Huffman Coding Algorithm

Last updated on July 13th, 2024 at 11:09 am

We will discuss the Huffman Coding Algorithm, pseudo code, Code implementation of Huffman Coding in C, Java, JavaScript, Python, advantages & disadvantages, and time complexity of Huffman Coding.

1. What is Huffman Coding Algorithm?

Huffman Coding is a common technique of encoding, including lossless data compression.

Huffman Coding is based on the frequency of occurrence of a data item (pixel in images). The main aim of Huffman coding is to encode the data that occurs frequently using less number of bits.

Code books store codes that are constructed for images.

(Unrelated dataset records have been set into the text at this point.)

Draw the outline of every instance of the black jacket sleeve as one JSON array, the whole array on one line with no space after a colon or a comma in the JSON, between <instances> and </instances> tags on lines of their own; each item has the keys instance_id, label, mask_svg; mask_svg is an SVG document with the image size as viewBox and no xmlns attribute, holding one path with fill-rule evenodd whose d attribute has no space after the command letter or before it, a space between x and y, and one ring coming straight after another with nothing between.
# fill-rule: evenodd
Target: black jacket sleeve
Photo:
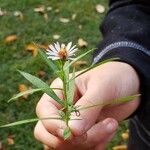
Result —
<instances>
[{"instance_id":1,"label":"black jacket sleeve","mask_svg":"<svg viewBox=\"0 0 150 150\"><path fill-rule=\"evenodd\" d=\"M135 68L142 94L137 113L142 118L150 115L150 1L110 0L109 4L100 27L103 40L95 52L94 63L119 57Z\"/></svg>"}]
</instances>

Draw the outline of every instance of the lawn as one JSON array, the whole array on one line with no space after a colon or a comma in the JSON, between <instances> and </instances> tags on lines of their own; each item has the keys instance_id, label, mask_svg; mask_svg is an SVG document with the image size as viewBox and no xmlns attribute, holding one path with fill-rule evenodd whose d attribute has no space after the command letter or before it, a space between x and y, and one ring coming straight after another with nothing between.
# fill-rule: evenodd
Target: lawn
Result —
<instances>
[{"instance_id":1,"label":"lawn","mask_svg":"<svg viewBox=\"0 0 150 150\"><path fill-rule=\"evenodd\" d=\"M41 94L19 99L14 103L7 100L18 93L19 85L31 85L17 72L24 70L34 75L41 75L44 81L50 83L54 79L51 70L40 57L33 56L26 49L36 42L48 45L58 39L60 42L78 42L84 39L88 45L80 48L80 53L93 48L102 39L99 25L104 13L98 13L97 4L108 9L105 0L0 0L0 124L35 117L35 106ZM35 12L35 8L41 8ZM5 13L5 11L7 11ZM36 10L40 11L40 10ZM69 20L60 21L60 18ZM15 35L13 40L8 36ZM7 37L7 39L6 39ZM90 57L85 60L88 61ZM90 62L90 61L88 61ZM80 69L80 67L79 67ZM45 74L46 72L46 74ZM42 145L33 137L35 124L0 129L0 143L5 150L41 150ZM121 133L127 128L122 124L112 146L122 143ZM0 148L1 149L1 148Z\"/></svg>"}]
</instances>

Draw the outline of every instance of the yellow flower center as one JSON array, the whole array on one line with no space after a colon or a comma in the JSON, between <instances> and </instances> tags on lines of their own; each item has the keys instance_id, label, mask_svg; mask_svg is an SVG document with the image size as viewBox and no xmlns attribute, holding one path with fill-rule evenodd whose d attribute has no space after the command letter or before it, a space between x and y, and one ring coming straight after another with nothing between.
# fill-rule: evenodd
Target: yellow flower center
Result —
<instances>
[{"instance_id":1,"label":"yellow flower center","mask_svg":"<svg viewBox=\"0 0 150 150\"><path fill-rule=\"evenodd\" d=\"M58 55L61 59L66 59L67 58L66 48L61 48L60 51L58 52Z\"/></svg>"}]
</instances>

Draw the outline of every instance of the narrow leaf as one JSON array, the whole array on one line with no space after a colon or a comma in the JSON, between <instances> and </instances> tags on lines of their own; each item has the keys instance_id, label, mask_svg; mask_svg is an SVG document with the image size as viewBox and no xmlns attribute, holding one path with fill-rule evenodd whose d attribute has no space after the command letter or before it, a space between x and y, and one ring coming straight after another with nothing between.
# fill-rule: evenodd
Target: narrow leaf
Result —
<instances>
[{"instance_id":1,"label":"narrow leaf","mask_svg":"<svg viewBox=\"0 0 150 150\"><path fill-rule=\"evenodd\" d=\"M57 65L53 63L51 59L48 59L47 55L42 50L39 49L38 51L39 51L41 58L46 62L46 64L54 71L54 73L56 73L60 77L59 69Z\"/></svg>"},{"instance_id":2,"label":"narrow leaf","mask_svg":"<svg viewBox=\"0 0 150 150\"><path fill-rule=\"evenodd\" d=\"M125 97L122 97L122 98L114 99L111 102L107 102L107 103L98 103L98 104L95 104L95 105L78 107L77 110L84 110L84 109L89 109L89 108L93 108L93 107L110 106L110 105L115 105L115 104L120 104L120 103L126 103L126 102L129 102L129 101L135 100L135 98L138 98L139 96L141 96L141 94L136 94L136 95L132 95L132 96L125 96Z\"/></svg>"},{"instance_id":3,"label":"narrow leaf","mask_svg":"<svg viewBox=\"0 0 150 150\"><path fill-rule=\"evenodd\" d=\"M20 120L20 121L16 121L16 122L13 122L13 123L2 125L2 126L0 126L0 128L12 127L12 126L17 126L17 125L37 122L39 120L48 120L48 119L58 119L58 120L60 120L61 118L49 117L49 118L33 118L33 119L27 119L27 120Z\"/></svg>"},{"instance_id":4,"label":"narrow leaf","mask_svg":"<svg viewBox=\"0 0 150 150\"><path fill-rule=\"evenodd\" d=\"M62 90L62 89L59 89L59 88L52 88L52 89ZM27 90L25 92L20 92L20 93L16 94L15 96L13 96L12 98L10 98L8 100L8 102L15 101L16 99L18 99L19 97L22 97L23 95L33 94L33 93L40 92L40 91L43 91L43 90L45 90L45 89L44 88L39 88L39 89L30 89L30 90Z\"/></svg>"},{"instance_id":5,"label":"narrow leaf","mask_svg":"<svg viewBox=\"0 0 150 150\"><path fill-rule=\"evenodd\" d=\"M67 140L71 137L71 131L69 127L65 128L63 136L64 136L64 140Z\"/></svg>"},{"instance_id":6,"label":"narrow leaf","mask_svg":"<svg viewBox=\"0 0 150 150\"><path fill-rule=\"evenodd\" d=\"M59 104L63 105L63 101L59 99L59 97L55 94L55 92L47 85L45 82L43 82L41 79L23 72L19 71L22 76L24 76L29 82L31 82L34 86L37 88L43 89L42 91L48 94L51 98L53 98L55 101L57 101Z\"/></svg>"},{"instance_id":7,"label":"narrow leaf","mask_svg":"<svg viewBox=\"0 0 150 150\"><path fill-rule=\"evenodd\" d=\"M102 64L108 63L108 62L110 62L110 61L115 61L115 60L119 60L119 58L110 58L110 59L104 60L104 61L102 61L102 62L100 62L100 63L92 64L90 67L84 69L81 73L77 74L77 75L76 75L74 78L72 78L72 79L75 79L75 78L79 77L79 76L82 75L83 73L85 73L85 72L87 72L87 71L89 71L89 70L91 70L91 69L94 69L94 68L97 67L97 66L100 66L100 65L102 65Z\"/></svg>"},{"instance_id":8,"label":"narrow leaf","mask_svg":"<svg viewBox=\"0 0 150 150\"><path fill-rule=\"evenodd\" d=\"M70 105L73 104L74 91L75 91L75 68L73 68L72 77L69 81L68 102Z\"/></svg>"},{"instance_id":9,"label":"narrow leaf","mask_svg":"<svg viewBox=\"0 0 150 150\"><path fill-rule=\"evenodd\" d=\"M91 49L91 50L89 50L89 51L87 51L87 52L85 52L84 54L79 55L79 56L78 56L77 58L75 58L72 62L70 62L70 64L69 64L68 66L66 66L66 68L67 68L67 67L70 67L70 66L71 66L72 64L74 64L76 61L78 61L79 59L85 57L87 54L93 52L94 50L95 50L95 48L94 48L94 49Z\"/></svg>"}]
</instances>

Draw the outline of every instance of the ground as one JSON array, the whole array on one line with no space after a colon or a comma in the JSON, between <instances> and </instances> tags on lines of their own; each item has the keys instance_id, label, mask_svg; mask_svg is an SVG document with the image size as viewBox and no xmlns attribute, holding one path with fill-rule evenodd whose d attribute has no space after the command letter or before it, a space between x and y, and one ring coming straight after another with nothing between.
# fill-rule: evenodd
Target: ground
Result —
<instances>
[{"instance_id":1,"label":"ground","mask_svg":"<svg viewBox=\"0 0 150 150\"><path fill-rule=\"evenodd\" d=\"M18 93L20 84L31 86L19 75L17 69L34 75L46 72L42 75L42 79L48 83L54 79L51 70L40 57L38 55L33 57L26 47L33 42L42 45L55 42L54 35L60 35L60 42L73 41L76 44L79 38L87 41L87 48L80 48L80 53L95 47L102 39L99 25L106 14L106 11L104 13L96 11L95 6L99 3L105 6L107 11L105 0L0 0L0 10L4 13L0 15L0 124L36 116L35 106L41 94L7 103L12 95ZM34 8L42 9L43 6L44 11L34 11ZM73 14L74 17L76 15L75 18ZM61 22L60 18L68 18L69 22ZM15 35L14 39L9 40L10 35ZM0 129L0 143L3 144L3 148L41 150L42 145L33 137L34 125ZM122 143L121 133L126 128L127 124L123 123L108 150Z\"/></svg>"}]
</instances>

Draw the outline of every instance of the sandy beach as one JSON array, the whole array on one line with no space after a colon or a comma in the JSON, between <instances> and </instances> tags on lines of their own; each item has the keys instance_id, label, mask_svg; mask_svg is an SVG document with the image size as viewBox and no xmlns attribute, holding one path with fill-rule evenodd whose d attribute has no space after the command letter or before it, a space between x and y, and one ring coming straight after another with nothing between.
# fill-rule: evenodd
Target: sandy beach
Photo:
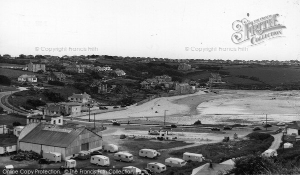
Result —
<instances>
[{"instance_id":1,"label":"sandy beach","mask_svg":"<svg viewBox=\"0 0 300 175\"><path fill-rule=\"evenodd\" d=\"M96 119L149 120L180 124L254 124L300 120L299 91L216 90L162 97L125 110L96 115ZM80 117L88 118L88 116Z\"/></svg>"}]
</instances>

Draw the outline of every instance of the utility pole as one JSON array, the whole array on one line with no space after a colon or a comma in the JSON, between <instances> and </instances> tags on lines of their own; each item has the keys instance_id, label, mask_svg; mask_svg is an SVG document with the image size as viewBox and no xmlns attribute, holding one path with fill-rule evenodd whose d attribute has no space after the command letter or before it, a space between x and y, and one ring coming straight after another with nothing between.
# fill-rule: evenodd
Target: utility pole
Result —
<instances>
[{"instance_id":1,"label":"utility pole","mask_svg":"<svg viewBox=\"0 0 300 175\"><path fill-rule=\"evenodd\" d=\"M166 125L166 110L164 110L164 125Z\"/></svg>"},{"instance_id":2,"label":"utility pole","mask_svg":"<svg viewBox=\"0 0 300 175\"><path fill-rule=\"evenodd\" d=\"M90 107L88 107L88 122L90 122Z\"/></svg>"},{"instance_id":3,"label":"utility pole","mask_svg":"<svg viewBox=\"0 0 300 175\"><path fill-rule=\"evenodd\" d=\"M266 131L267 130L268 128L268 114L266 114Z\"/></svg>"}]
</instances>

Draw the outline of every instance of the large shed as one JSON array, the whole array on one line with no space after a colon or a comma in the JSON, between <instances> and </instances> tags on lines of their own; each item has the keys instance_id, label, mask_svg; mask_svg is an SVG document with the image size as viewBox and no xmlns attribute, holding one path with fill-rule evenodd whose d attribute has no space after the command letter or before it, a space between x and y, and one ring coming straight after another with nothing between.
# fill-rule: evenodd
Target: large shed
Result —
<instances>
[{"instance_id":1,"label":"large shed","mask_svg":"<svg viewBox=\"0 0 300 175\"><path fill-rule=\"evenodd\" d=\"M80 151L102 148L102 137L85 127L40 123L28 130L19 137L19 149L60 153L62 159L66 160Z\"/></svg>"}]
</instances>

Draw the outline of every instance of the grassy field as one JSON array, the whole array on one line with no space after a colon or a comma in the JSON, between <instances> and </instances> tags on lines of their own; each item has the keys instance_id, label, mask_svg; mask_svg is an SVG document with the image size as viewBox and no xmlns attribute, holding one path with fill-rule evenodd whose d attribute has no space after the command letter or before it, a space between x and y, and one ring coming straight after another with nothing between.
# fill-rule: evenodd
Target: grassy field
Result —
<instances>
[{"instance_id":1,"label":"grassy field","mask_svg":"<svg viewBox=\"0 0 300 175\"><path fill-rule=\"evenodd\" d=\"M281 84L300 82L300 68L284 67L253 67L224 70L230 75L258 77L266 84Z\"/></svg>"},{"instance_id":2,"label":"grassy field","mask_svg":"<svg viewBox=\"0 0 300 175\"><path fill-rule=\"evenodd\" d=\"M10 115L0 115L0 124L5 125L12 125L14 122L18 122L22 125L26 125L26 118L24 117L18 117Z\"/></svg>"}]
</instances>

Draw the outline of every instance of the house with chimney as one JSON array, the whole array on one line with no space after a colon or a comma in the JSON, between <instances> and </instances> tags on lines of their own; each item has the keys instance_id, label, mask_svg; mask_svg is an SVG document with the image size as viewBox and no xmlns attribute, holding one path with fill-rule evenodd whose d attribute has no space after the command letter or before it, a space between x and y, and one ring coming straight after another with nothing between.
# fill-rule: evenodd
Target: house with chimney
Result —
<instances>
[{"instance_id":1,"label":"house with chimney","mask_svg":"<svg viewBox=\"0 0 300 175\"><path fill-rule=\"evenodd\" d=\"M64 117L51 116L44 115L36 115L34 116L27 116L26 124L31 123L48 123L51 124L62 125Z\"/></svg>"},{"instance_id":2,"label":"house with chimney","mask_svg":"<svg viewBox=\"0 0 300 175\"><path fill-rule=\"evenodd\" d=\"M90 97L90 95L86 94L84 92L84 94L74 94L73 95L68 97L68 99L70 102L77 102L87 104L88 103L92 101L92 98Z\"/></svg>"},{"instance_id":3,"label":"house with chimney","mask_svg":"<svg viewBox=\"0 0 300 175\"><path fill-rule=\"evenodd\" d=\"M65 81L66 77L62 72L52 72L47 77L47 80Z\"/></svg>"},{"instance_id":4,"label":"house with chimney","mask_svg":"<svg viewBox=\"0 0 300 175\"><path fill-rule=\"evenodd\" d=\"M218 73L210 73L210 83L221 83L222 82L221 76Z\"/></svg>"}]
</instances>

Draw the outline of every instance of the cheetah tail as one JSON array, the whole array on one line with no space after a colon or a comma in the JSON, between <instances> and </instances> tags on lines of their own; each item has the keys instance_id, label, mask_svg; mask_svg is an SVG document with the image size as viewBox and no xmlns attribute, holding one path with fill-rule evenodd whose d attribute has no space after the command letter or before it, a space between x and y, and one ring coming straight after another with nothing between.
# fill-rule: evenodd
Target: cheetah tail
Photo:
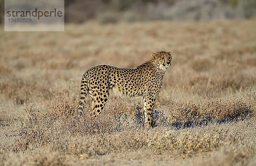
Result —
<instances>
[{"instance_id":1,"label":"cheetah tail","mask_svg":"<svg viewBox=\"0 0 256 166\"><path fill-rule=\"evenodd\" d=\"M83 114L85 105L85 98L87 94L87 86L84 78L82 80L82 83L80 89L80 96L79 100L79 105L78 108L78 113L80 115Z\"/></svg>"}]
</instances>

Both the code book and encoded data are transmitted to decode the information.

Huffman codes can be constructed using the following two ideas:

  1. For an optimum code, symbols that have high probability should be assigned shorter code words.
  2. To make optimum prefix code, two symbols that occur least frequently should be assigned the same length.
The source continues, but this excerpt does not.